A leading idea among contemporary scholars is that all these matters of purity and impurity deal with the boundary between life and death. Purity isn’t just about the individual, but the wholeness of the entire community, the temple sanctuary, the land itself. With the word purity so loaded down with Christian purity culture, the word wholeness or life-full is more fitting for what this actually entailed. Example: The loss of blood, which is liquid life, called for a ritual restoration of the forces of life within the community. Jewish feminist scholar Tikva Frymer-Kensky writes: “like the person who touched death, the person who has experienced birth has been at the boundaries of life/non-life...."
Mary has been to the boundary of life and non-life. Her child Jesus has been birthed from this boundary into the community. Mary has lost blood, but after 40 days, as the custom went, her body has moved toward wholeness, and the family makes pilgrimage to the temple to receive the ritual that acknowledges that the forces of life are fully restored to them and the nation.
All of this takes place within the first four verses of this passage in Luke.
The remaining 16 verses narrate something else that takes place while they are in the temple precincts – something they could not have anticipated. While there, they are approached by a man named Simeon. Luke describes him as righteous and devout, one on whom the Holy Spirit rested. The elderly Simeon approaches Mary and Joseph. As he does this, he must have extended his arms, and the parents must have sensed that he was someone who could be trusted. They place Jesus in the gentle arms of Simeon. And Simeon breaks out in thanks and praise addressed directly to the Creator of them all:
“Master, now you are dismissing your servant in peace, according to your word; for my eyes have seen your salvation, which you have prepared in the presence of all peoples.”

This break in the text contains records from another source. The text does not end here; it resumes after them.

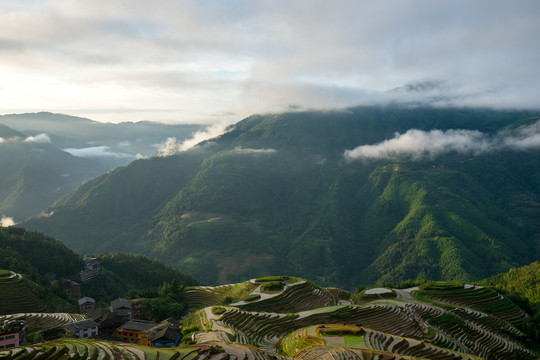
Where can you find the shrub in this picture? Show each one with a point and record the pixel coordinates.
(272, 278)
(441, 285)
(252, 297)
(272, 286)
(5, 273)
(216, 310)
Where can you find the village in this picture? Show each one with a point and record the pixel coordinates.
(120, 321)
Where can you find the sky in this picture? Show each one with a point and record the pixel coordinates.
(216, 62)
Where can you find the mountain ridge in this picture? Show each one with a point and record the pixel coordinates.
(277, 187)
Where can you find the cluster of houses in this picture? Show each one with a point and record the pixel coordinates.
(13, 333)
(123, 321)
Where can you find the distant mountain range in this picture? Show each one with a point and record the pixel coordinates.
(43, 156)
(359, 196)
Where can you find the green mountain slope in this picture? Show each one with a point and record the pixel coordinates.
(35, 174)
(275, 194)
(34, 256)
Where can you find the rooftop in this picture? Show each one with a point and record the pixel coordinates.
(81, 325)
(120, 303)
(137, 325)
(86, 299)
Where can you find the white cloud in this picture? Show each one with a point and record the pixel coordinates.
(241, 150)
(417, 144)
(9, 140)
(39, 138)
(96, 151)
(171, 146)
(185, 61)
(6, 221)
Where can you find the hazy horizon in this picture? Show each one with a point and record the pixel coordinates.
(214, 63)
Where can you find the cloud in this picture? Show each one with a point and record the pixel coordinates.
(9, 140)
(249, 151)
(96, 151)
(184, 61)
(417, 144)
(6, 221)
(39, 138)
(171, 146)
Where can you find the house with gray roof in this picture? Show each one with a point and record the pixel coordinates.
(82, 329)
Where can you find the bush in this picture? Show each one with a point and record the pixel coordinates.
(272, 278)
(441, 285)
(272, 286)
(216, 310)
(252, 297)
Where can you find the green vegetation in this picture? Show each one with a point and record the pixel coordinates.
(389, 329)
(221, 212)
(441, 285)
(252, 297)
(4, 273)
(272, 286)
(132, 275)
(522, 285)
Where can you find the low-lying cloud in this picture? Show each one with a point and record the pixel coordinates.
(9, 140)
(6, 221)
(249, 151)
(39, 138)
(96, 151)
(171, 146)
(417, 144)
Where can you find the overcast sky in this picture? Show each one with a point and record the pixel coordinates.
(210, 61)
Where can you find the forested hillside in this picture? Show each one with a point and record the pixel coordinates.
(288, 193)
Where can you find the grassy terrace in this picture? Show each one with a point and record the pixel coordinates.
(378, 329)
(17, 294)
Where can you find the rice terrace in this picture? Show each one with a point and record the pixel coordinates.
(282, 317)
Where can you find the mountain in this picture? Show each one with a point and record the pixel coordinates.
(35, 173)
(284, 317)
(289, 193)
(110, 144)
(43, 156)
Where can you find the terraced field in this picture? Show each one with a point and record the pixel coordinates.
(45, 321)
(456, 323)
(16, 295)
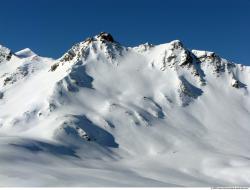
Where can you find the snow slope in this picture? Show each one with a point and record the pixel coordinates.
(108, 115)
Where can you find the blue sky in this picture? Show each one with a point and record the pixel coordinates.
(50, 27)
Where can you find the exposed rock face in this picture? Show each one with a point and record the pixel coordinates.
(5, 54)
(106, 36)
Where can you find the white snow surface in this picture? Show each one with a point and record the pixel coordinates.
(108, 115)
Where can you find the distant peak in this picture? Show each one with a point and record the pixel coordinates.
(5, 53)
(176, 44)
(24, 53)
(104, 36)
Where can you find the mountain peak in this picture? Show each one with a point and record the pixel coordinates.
(5, 53)
(24, 53)
(104, 36)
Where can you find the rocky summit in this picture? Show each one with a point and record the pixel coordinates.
(108, 115)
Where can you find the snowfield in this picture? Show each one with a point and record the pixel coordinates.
(108, 115)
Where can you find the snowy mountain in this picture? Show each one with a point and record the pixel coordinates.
(108, 115)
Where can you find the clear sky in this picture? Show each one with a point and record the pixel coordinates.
(50, 27)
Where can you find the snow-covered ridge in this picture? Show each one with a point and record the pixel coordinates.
(108, 115)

Here, at the boundary of life and death, the sunset of Simeon’s life, and the dawn of Jesus’ life, the elder and the newborn touch, blessing and praise are passed from one down to the other. Words of hope and even salvation proclaimed over the life that has just come into the world. A gift not just for these parents, or even for this nation, but for all peoples.
Luke, who does give at least some effort toward gender balance throughout his gospel, also tells of a prophet named Anna. She was “of a great age,” 84 to be precise, well above the average life span in the ancient world. She had essentially made the temple her home. A woman of prayer. She too sees the child, praises God, and speaks about the child to all who are around.
When Mary ponders all these things in her heart, perhaps she was pondering something like the 200 year present moment she had just witnessed. The love, wisdom, stories of her people, treasures of the past, made present within the cradled arms of Simeon, the wrinkled grin and twinkling eyes of Anna. And the future of which they spoke, already starting to take shape:
“This child is destined for the falling and the rising of many in Israel…so that the inner thoughts of many will be revealed – and a sword will pierce your own soul too.” The words of Simeon to Mary. Past and future all present within these pregnant moments of this Jerusalem journey.
It’s a good story to start a new year. Our month of January is named after the Roman god Janus, the god of doors, gates, and transitions, the god who presided over the threshold of beginnings and endings. Janus has two heads, one facing forward, and one facing backward. I suppose the Janus of 2021 is trying really hard to turn both heads forward and forget about last year.
But nope, this past year is now a part of us, and in 50 years the experiences of this time will be a source of wisdom and blessing for future generations, and it will be ours to be the Simeons and Annas
What we long for is that our moments and years be times not just that we live through, but times when we participate in the peacemaking and justice-doing that make for the salvation Jesus taught and lived. This is a salvation that is for all peoples. And we are a small but vital part of this story that started well before us, and will continue well after us.
May God bless you in this year to come. May you, like Simeon and Anna extend blessings to those you encounter. May you like Mary share your life-force with the community, may you like the child Jesus receive these gifts with wide eyes and an open heart.